Le Conseil d’État juge que l’acquisition en 2010 des parts d’une SCI, suivie de la cession par celle-ci de son principal actif, puis d’une distribution massive de dividendes placée sous le bénéfice du régime mère-fille et de la constitution d’une provision pour dépréciation des titres de ladite SCI, est constitutive, en l’absence d’un avantage économique, d’un abus de droit.
L’histoire
Le 23 décembre 2010, une société française acquiert l’intégralité des parts d’une SCI.
Le 28 décembre 2010, la SCI cède son unique immeuble dans le cadre d’un démembrement de propriété :
- l’usufruit temporaire est cédé à l’associé majoritaire de la société mère de la SCI
- tandis que la nue-propriété est cédée à une SCI créée ad hoc (détenue en quasi-intégralité par la société mère de la SCI).
Le même jour, la SCI verse un acompte sur dividendes du montant du produit de cette vente à sa société mère, que cette dernière a placé sous le bénéfice du régime mère-fille.
A la clôture de l’exercice 2010, la société mère a, de plus, constitué une provision pour dépréciation des titres de la SCI, déductible au taux normal de l’IS (en application des dispositions de l’article 219, I, a sexies-0 bis, s’agissant des titres d’une société à prépondérance immobilière).
Enfin, le 15 décembre 2013, juste après l’expiration du délai de détention de 2 ans permettant de bénéficier du régime mère-fille, elle a procédé à la TUP de la SCI.
L’Administration a remis en cause, sur le terrain de l’abus de droit par fraude à la loi, l’application du régime mère-fille.
La décision du Conseil d’État
Sur l’application littérale du texte en contrariété avec l’intention de ses auteurs
Le Conseil d’État se réfère, en 1er lieu, aux principes qu’il avait dégagés dans ses décisions relatives aux « coquillards » (cas de sociétés acquérant les titres de sociétés « coquilles vides » pour en percevoir des distributions conséquentes, avant de constituer des provisions pour dépréciation des titres des sociétés en cause).
Le Conseil d’État, se référant aux travaux préparatoires, avait alors jugé qu’en instaurant le régime mère-fille, le législateur avait eu comme objectif de favoriser l’implication de sociétés mères dans le développement économique de sociétés filles pour les besoins de la structuration et du renforcement de l’économie française (CE, 17 juillet 2013, n°356523, 360706 et 352989, SARL Choiseul Garnier Holding).

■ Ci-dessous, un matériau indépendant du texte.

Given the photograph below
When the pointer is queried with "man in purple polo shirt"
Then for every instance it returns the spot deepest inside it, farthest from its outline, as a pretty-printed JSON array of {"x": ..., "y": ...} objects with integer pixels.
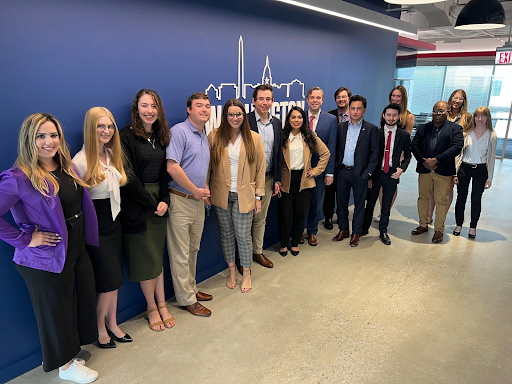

Il relève, qu’au cas d’espèce, la SCI s’était dépouillée de son unique actif, et que sa société mère n’avait, pendant les 2 années suivant la distribution de dividendes litigieuse, pris aucune mesure de nature à permettre à la SCI de poursuivre son activité ou d’en trouver une nouvelle. Surtout, elle avait procédé à sa dissolution moins de 2 mois après l’expiration du délai minimal de conservation auquel était subordonné le bénéfice du régime mère-fille.
Sur le but exclusivement fiscal des opérations
La société se bornait à faire valoir que l’immeuble dont s’était séparée la SCI était demeuré au sein du groupe dont elle faisait partie.
Notons que le Conseil d’État a déjà, par le passé, admis, pour écarter le but exclusivement fiscal, de tenir compte de l’intérêt, pour une société membre d’un groupe, d’acquérir un élément d’actif en vue de le céder à une société opérationnelle liée dans le cadre de la stratégie de croissance externe du groupe (CE, 19 mai 2021, n°433201, Sté Douaisienne de transport). Mais, dans cette affaire, la société acquise avait poursuivi une activité après s’être défaite de l’élément d’actif considéré.
Au cas d’espèce, le Conseil d’État juge que l’argument avancé par la société requérante ne permet toutefois pas d’expliquer la succession des différentes opérations, notamment le maintien à son actif, pendant la seule durée nécessaire pour bénéficier du régime mère-fille, d’une société vidée de sa substance et dépourvue de toute activité, par la poursuite d’un but autre que fiscal.